Poco durará la calma que halla el profesor tras descubrir que sigue teniendo novia, la magnetizadora comienza a apoderarse de su voluntad y, lo que es peor, se enamora de él. Así las cosas, mientras su prometida esta de viaje, el antiguo descreído visita a su nueva amada para ensalzar su belleza y decirle las palabras dulces que ella quiere escuchar. A la mañana siguiente, cuando el docente vuelve a ser dueño de sus actos, se avergüenza terriblemente de lo que la mujer le ha obligado a hacer.

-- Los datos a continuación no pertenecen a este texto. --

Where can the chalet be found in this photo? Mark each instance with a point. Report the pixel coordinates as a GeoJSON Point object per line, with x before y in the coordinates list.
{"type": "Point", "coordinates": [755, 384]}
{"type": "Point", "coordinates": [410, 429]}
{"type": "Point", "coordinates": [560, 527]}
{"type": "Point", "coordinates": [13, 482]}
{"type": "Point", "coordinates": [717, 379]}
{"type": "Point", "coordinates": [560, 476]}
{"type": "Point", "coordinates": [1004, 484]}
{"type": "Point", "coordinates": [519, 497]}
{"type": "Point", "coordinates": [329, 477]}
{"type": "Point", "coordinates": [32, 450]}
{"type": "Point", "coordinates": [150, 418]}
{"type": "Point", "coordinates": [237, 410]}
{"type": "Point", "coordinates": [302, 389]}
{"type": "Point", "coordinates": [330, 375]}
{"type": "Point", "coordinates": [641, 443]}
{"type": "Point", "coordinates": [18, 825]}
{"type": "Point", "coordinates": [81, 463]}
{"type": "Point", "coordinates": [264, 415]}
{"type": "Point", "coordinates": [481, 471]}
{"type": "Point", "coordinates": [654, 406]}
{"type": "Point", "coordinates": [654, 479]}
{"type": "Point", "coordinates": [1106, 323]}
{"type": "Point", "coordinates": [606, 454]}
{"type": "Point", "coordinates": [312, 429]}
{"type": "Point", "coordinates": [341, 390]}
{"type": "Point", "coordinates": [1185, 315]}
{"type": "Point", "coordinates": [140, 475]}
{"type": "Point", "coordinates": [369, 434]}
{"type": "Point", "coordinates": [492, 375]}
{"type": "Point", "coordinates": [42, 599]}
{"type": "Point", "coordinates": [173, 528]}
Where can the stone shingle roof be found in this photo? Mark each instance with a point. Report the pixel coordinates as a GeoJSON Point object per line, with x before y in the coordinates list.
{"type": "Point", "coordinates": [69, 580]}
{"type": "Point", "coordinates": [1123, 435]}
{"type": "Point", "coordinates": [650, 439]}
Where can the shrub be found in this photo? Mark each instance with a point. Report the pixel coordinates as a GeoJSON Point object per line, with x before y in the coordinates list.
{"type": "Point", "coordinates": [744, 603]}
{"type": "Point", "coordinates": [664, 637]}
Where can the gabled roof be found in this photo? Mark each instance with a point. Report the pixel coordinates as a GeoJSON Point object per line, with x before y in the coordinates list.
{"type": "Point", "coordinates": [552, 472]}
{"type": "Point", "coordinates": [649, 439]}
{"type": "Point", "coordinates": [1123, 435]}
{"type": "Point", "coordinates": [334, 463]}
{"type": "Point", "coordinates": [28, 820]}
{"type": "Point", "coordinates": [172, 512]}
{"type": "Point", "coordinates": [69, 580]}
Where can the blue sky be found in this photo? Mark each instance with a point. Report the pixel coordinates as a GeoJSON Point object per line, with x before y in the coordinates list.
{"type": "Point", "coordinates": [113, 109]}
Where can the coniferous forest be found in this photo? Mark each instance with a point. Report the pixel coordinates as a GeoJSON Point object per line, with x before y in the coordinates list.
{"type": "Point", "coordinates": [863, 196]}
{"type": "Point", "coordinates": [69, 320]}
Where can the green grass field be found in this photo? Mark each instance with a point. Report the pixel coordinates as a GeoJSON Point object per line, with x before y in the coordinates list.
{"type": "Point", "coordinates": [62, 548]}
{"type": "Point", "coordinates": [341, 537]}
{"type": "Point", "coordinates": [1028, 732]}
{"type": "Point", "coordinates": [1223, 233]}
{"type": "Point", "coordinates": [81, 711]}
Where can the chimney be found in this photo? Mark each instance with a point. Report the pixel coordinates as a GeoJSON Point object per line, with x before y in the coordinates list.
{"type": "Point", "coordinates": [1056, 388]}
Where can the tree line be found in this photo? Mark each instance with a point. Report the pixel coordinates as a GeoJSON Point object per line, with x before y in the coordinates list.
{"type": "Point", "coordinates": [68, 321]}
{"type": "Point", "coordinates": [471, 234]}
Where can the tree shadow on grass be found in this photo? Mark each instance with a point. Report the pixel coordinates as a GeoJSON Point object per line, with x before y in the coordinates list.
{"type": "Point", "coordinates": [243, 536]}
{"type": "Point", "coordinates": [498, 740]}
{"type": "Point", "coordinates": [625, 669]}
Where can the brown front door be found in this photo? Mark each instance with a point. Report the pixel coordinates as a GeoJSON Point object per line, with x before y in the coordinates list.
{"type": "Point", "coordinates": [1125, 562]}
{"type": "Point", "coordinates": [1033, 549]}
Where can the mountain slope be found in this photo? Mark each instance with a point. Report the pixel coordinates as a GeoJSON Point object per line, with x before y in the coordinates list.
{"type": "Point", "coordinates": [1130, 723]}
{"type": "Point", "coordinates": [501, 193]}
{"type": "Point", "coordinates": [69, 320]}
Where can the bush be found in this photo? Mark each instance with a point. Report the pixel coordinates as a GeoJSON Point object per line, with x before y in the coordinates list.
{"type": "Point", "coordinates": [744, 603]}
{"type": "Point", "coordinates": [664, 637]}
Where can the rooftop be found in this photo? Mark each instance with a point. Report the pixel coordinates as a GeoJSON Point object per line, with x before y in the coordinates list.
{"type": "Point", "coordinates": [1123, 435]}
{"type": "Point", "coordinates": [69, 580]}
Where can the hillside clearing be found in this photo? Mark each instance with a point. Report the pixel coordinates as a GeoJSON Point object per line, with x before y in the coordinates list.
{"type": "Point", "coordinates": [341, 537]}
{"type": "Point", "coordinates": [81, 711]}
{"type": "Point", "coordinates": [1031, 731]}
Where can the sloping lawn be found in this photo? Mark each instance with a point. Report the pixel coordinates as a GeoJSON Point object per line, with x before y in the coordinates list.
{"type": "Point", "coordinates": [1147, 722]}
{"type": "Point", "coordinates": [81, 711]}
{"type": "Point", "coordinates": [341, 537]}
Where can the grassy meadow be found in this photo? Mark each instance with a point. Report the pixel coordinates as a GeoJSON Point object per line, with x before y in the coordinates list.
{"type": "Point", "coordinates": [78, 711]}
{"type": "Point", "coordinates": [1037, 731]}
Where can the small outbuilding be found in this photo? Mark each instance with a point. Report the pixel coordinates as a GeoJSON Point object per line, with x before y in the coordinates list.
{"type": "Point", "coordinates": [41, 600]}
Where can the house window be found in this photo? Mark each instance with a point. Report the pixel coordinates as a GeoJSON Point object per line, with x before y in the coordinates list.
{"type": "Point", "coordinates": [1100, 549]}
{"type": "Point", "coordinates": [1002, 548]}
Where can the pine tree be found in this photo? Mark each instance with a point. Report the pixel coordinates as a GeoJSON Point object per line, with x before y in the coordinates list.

Cuando en posesión de sus facultades nuestro protagonista confiesa a la hipnotizadora que lo único que le inspira es una profunda repugnancia, ésta le anuncia que donde pudo tener a una amiga tendrá a la peor enemiga. Efectivamente, los desvaríos que poseído por El parásito comienza a protagonizar el profesor durante sus clases le cuestan el puesto. Más aún, incluso llega a pegarse con un amigo sin ser consciente de ello. Durante unos días se cree a salvo de su terrible dueña, pero se debe a una enfermedad temporal de la magnetizadora. Con su novia a punto de regresar, el profesor ya da por perdida su vida cuando, repentinamente, vuelve a ser dueño de sus actos: la hipnotizadora ha muerto.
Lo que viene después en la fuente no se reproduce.